Organization to unite women's groups across the Netherlands

Dutch Women's Council (Nederlandse Vrouwen Raad (NVR)) was founded in 1898 as an umbrella organization to unite women's groups across the country in their struggles for economic, legal, political, and social rights. Initially their focus was not political, but expanded to encompass women's suffrage. After more than one hundred years of operation, the council continues to strive for women's equality.

==History==
Soon after the National Exhibition of Women's Labor Nationale Tentoonstelling van Vrouwenarbeid 1898|(nl) was held, the board members of the exhibition decided that an umbrella organization called the National Women's Council of the Netherlands (Nationale Vrouwenraad van Nederland) would be beneficial for uniting women in the improvement of their legal, political and socio-economic status in the country. On 29 October 1898 the organization was founded with the first chairman designated as Mariane van Hogendorp and was affiliated with the International Council of Women.
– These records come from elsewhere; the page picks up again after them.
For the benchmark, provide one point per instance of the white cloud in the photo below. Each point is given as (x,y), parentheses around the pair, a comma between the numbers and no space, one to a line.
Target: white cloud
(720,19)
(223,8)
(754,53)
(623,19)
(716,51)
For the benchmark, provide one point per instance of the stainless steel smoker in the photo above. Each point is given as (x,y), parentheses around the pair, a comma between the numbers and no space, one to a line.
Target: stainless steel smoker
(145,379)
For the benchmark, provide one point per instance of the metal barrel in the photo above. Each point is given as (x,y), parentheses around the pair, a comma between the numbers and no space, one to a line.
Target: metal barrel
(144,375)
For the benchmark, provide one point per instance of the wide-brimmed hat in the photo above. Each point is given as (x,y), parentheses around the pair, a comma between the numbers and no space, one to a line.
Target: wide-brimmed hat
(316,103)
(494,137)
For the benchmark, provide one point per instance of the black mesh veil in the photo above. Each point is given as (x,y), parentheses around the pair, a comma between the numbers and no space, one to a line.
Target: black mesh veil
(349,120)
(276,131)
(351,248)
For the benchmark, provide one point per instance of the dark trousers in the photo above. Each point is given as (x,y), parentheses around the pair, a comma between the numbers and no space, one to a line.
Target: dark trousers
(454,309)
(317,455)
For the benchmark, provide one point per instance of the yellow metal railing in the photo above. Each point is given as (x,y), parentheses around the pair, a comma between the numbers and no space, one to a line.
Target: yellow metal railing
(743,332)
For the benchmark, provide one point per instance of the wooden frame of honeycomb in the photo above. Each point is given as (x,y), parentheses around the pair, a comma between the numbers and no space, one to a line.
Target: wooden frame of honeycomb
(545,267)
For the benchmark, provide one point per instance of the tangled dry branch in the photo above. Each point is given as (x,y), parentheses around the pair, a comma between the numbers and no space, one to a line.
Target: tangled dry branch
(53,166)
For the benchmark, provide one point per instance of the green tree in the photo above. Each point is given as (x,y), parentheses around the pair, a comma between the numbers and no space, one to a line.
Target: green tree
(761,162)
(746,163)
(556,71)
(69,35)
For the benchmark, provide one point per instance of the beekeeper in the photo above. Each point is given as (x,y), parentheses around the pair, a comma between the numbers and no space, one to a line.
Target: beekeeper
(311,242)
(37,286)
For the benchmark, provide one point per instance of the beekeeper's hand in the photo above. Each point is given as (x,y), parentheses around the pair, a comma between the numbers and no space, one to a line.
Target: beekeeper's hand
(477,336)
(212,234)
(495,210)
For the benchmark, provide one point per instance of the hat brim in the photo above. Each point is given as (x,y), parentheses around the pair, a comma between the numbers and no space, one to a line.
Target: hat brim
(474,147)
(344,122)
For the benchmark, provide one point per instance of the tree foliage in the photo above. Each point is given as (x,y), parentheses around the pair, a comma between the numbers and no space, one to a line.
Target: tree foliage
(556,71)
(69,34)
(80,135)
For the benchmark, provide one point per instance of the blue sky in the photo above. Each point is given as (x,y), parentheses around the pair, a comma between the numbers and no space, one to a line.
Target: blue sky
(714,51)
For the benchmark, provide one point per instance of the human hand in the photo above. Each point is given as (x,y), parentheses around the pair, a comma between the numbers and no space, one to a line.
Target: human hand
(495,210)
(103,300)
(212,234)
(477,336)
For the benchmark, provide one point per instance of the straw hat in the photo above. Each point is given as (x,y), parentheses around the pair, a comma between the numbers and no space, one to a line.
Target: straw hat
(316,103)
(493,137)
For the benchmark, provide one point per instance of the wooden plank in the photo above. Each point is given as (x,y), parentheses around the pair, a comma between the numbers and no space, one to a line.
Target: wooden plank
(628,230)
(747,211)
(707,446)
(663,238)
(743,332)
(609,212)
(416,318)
The NVR membership was neither tied to political ideology or religious affiliation, which meant that debate on various points of view were welcomed, but also at times made members uncomfortable as their particular customs or practices had to be set aside for the advancement of the whole group. The council had a requirement that all affiliated associations, companies, or organizations have at least one woman who was a member of their governing board. To ensure that no single organization could dominate the other members, the bylaws specified that all decisions had to be unanimous. It was also hoped that such a rule would cause the women to discuss and eliminate issues which were divisive.
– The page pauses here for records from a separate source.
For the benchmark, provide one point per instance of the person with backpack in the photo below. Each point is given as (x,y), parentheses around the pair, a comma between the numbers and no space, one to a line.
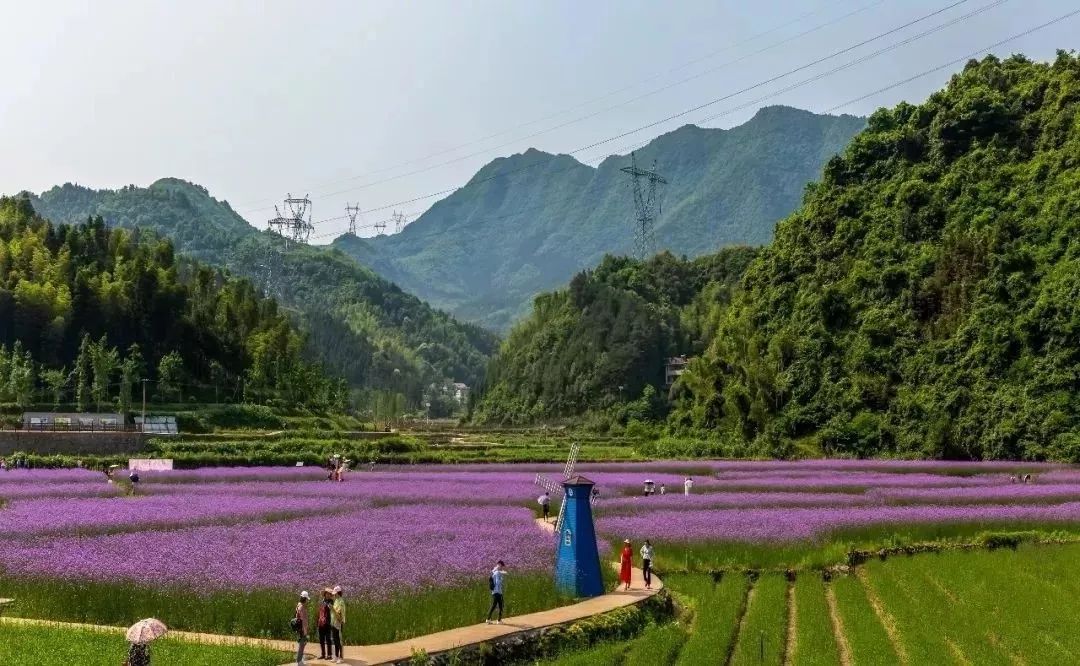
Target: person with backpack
(337,623)
(299,624)
(323,617)
(495,583)
(544,501)
(647,563)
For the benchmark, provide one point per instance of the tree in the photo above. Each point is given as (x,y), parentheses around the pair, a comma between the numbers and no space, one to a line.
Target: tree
(56,383)
(171,376)
(82,368)
(131,370)
(104,359)
(21,377)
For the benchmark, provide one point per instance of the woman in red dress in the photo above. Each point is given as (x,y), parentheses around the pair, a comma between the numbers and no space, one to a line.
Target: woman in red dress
(628,555)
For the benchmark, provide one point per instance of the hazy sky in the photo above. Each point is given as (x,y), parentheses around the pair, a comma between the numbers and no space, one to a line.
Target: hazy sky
(345,99)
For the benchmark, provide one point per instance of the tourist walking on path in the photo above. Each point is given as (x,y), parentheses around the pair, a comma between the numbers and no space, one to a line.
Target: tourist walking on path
(138,654)
(625,563)
(497,586)
(300,626)
(323,625)
(647,563)
(337,622)
(545,505)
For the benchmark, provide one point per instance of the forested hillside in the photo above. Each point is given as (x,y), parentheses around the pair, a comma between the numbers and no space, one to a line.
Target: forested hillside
(602,342)
(926,298)
(358,323)
(86,312)
(528,222)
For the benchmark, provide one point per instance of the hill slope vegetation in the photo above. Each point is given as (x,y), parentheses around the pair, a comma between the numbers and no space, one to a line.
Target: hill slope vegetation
(529,221)
(88,312)
(923,300)
(603,341)
(360,324)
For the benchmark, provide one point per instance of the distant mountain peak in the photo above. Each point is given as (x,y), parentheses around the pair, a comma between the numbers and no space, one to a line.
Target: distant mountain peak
(485,250)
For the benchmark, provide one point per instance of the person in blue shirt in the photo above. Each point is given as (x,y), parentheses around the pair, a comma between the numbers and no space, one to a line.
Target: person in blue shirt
(496,584)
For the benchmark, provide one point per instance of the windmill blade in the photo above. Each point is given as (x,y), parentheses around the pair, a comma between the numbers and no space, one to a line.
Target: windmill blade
(572,460)
(548,485)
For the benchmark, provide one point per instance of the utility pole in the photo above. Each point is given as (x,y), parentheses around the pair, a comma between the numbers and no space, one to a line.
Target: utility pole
(294,226)
(143,426)
(353,212)
(400,221)
(648,188)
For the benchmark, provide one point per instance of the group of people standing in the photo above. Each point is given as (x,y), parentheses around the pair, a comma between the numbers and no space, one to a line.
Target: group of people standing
(329,622)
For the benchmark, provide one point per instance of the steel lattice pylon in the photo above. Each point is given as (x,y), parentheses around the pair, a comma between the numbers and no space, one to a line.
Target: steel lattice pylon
(648,190)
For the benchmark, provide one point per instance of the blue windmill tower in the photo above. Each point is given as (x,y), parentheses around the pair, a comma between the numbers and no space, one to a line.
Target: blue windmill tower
(577,558)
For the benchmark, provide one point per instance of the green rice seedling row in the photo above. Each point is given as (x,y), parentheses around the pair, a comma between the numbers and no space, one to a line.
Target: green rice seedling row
(717,608)
(763,631)
(657,644)
(814,643)
(865,636)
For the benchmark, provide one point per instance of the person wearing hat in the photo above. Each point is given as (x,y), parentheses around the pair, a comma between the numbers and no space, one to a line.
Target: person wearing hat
(300,625)
(323,624)
(625,563)
(337,622)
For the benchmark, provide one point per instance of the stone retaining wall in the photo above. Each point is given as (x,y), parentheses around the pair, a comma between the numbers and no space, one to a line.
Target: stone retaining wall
(73,444)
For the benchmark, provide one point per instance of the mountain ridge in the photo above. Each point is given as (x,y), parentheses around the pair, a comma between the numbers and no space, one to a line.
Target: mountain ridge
(527,222)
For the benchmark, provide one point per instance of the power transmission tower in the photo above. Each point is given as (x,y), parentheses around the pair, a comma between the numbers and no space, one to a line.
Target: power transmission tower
(648,189)
(353,213)
(295,225)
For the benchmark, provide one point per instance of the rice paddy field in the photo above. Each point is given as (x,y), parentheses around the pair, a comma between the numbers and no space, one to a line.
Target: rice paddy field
(778,562)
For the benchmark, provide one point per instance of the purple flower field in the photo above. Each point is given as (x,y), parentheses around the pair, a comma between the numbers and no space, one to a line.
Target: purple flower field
(415,527)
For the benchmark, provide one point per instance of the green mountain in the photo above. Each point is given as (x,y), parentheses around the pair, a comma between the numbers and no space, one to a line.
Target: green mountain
(88,312)
(358,323)
(925,299)
(603,341)
(528,222)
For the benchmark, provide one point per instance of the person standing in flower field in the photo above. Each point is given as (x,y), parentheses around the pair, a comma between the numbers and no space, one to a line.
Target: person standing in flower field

Among the issues the Council focused upon initially were equal education for girls and boys, the inclusion of women in employment opportunities, health and sanitation legislation, illegitimacy, loss of women's autonomy upon marriage, prostitution, alcoholism, and other social ills. Initially, women's suffrage was not an area in which the women focused; however, increasing involvement of several members like Aletta Jacobs with international suffragists like Elizabeth Cady Stanton and Susan B. Anthony, led the NVT to begin pressing for political rights.

==Modern organization==
In 1972 the National Women's Council was reorganized to become the Dutch Women's Council and throughout the 1980s a corporate structure was adopted changing focus to a more economic focus. By the end of the 1980s, the organization faced a crisis because the Ministry of Welfare, Public Health and Culture saw no need to channel funds into an umbrella organization with such broad reach. That decision in turn, led to a split in the organization in 1992, with one branch retaining the name Dutch Women's Council and the other new organization, Arachne Women's Advice Bureau for Government Policy, being developed to evaluate women's policy issues. Social Participation and Rights of Women remain the goals of the organization, which has approximately 50 affiliated organizations. The organization's archival materials are located at the Atria Institute on gender equality and women's history.